Authorities have now learned that a deposit of $28,500 was made to the bank account of Syed Farook (the San Bernardino terrorist) two weeks before the tragic shootings. The deposit came from WebBank.com – an internet lending operation. It has been suggested that this deposit was a loan arranged by Prosper Marketplace Inc and then issued by WebBank – a Utah based lender. This assumption has not been confirmed – and other explanations could be possible – such as the deposit being a transfer directed by someone else.
Believing that this $28,500 deposit was the result of a loan obtained online has caused the fear mongers to already be decrying the internet lenders and the scary outcomes that could be possible. Those that seek internet lenders do so because they are typically faster to process and also open up possibilities to younger people with shorter credit histories who would have a more difficult time with traditional bank loans. Some offer different interest rates based on the amount of information that is provided – and whether parents or others could participate as a backer of the loan. This opens up a new world to milllenials who might otherwise be frozen out of the market.

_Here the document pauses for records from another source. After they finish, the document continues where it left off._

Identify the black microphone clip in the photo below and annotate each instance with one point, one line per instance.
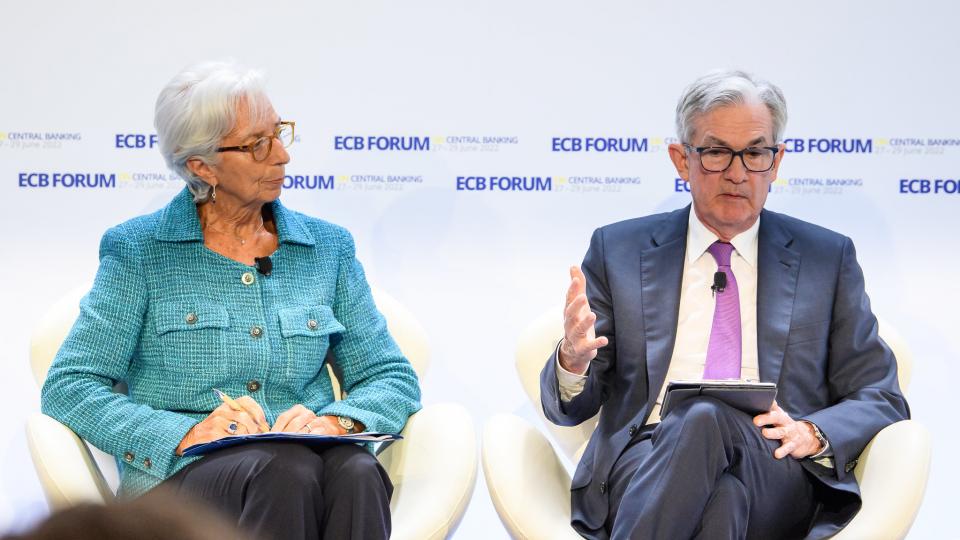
(264, 265)
(719, 282)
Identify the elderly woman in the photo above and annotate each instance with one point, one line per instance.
(225, 288)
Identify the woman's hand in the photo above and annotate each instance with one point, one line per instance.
(224, 421)
(299, 419)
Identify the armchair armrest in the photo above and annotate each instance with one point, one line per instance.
(433, 470)
(529, 485)
(892, 473)
(67, 471)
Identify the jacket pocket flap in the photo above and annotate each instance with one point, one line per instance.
(310, 321)
(195, 314)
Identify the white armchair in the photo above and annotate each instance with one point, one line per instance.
(433, 469)
(530, 485)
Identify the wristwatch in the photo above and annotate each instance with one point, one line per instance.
(824, 443)
(347, 424)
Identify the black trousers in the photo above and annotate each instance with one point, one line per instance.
(281, 490)
(707, 472)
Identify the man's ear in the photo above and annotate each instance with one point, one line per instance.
(777, 159)
(202, 171)
(678, 155)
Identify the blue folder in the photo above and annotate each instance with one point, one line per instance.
(300, 438)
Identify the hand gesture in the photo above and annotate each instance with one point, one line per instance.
(580, 343)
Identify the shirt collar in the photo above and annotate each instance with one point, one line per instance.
(699, 238)
(180, 222)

These loans are not faster because of less due diligence or vetting performed, but because of a more efficient vetting process and 21st century technology. Internet lenders (such as Prosper – and their collaboration with WebBank) have very strong ordinances for KYC (Know Your Customer) and Anti MoneyLaundering. They use their own research tools, have sophisticated fact-finding procedures and follow all regulations and guidelines. These lenders are certainly astute enough to carefully scrutinize all clients as they try to grow their operations and become respected entities with sterling reputations.
If it is confirmed that Syed Farook was actually granted a loan from WebBank, we must assume that he raised no red flags and passed all careful scrutiny – just as he raised no red flags with the FBI, Homeland Security, US Customs, US Immigration or any other national or international agency. Sometimes people are able to operate under the radar and do slip through the cracks as Farook and his wife apparently did. Our most elite agencies had no idea of their intentions, so Prosper or WebBank could never have been expected to predict their awful intentions.
Even if WebBank issued this loan to Farook as alleged, we can never really know what the money was to be used for. It has been suggested that the money was to be used for the benefit of Farook’s child. But, in another vein, what could we learn from this apparent use of internet lenders to finance terrorism – if this is truly what it was? Moving forward, any agency that has any information about possible terrorists – should share this information with lending institutions (internet based or otherwise) just as they share it with airlines to create “no-fly” lists. If internet lenders had access to a “no-lend” list, we could prevent any use of internet lending to potentially finance any act of terrorism.
All of our caution notwithstanding, America can never be a country that denies a loan to anyone based on their religion, the color of their skin or how you pronounce their last name.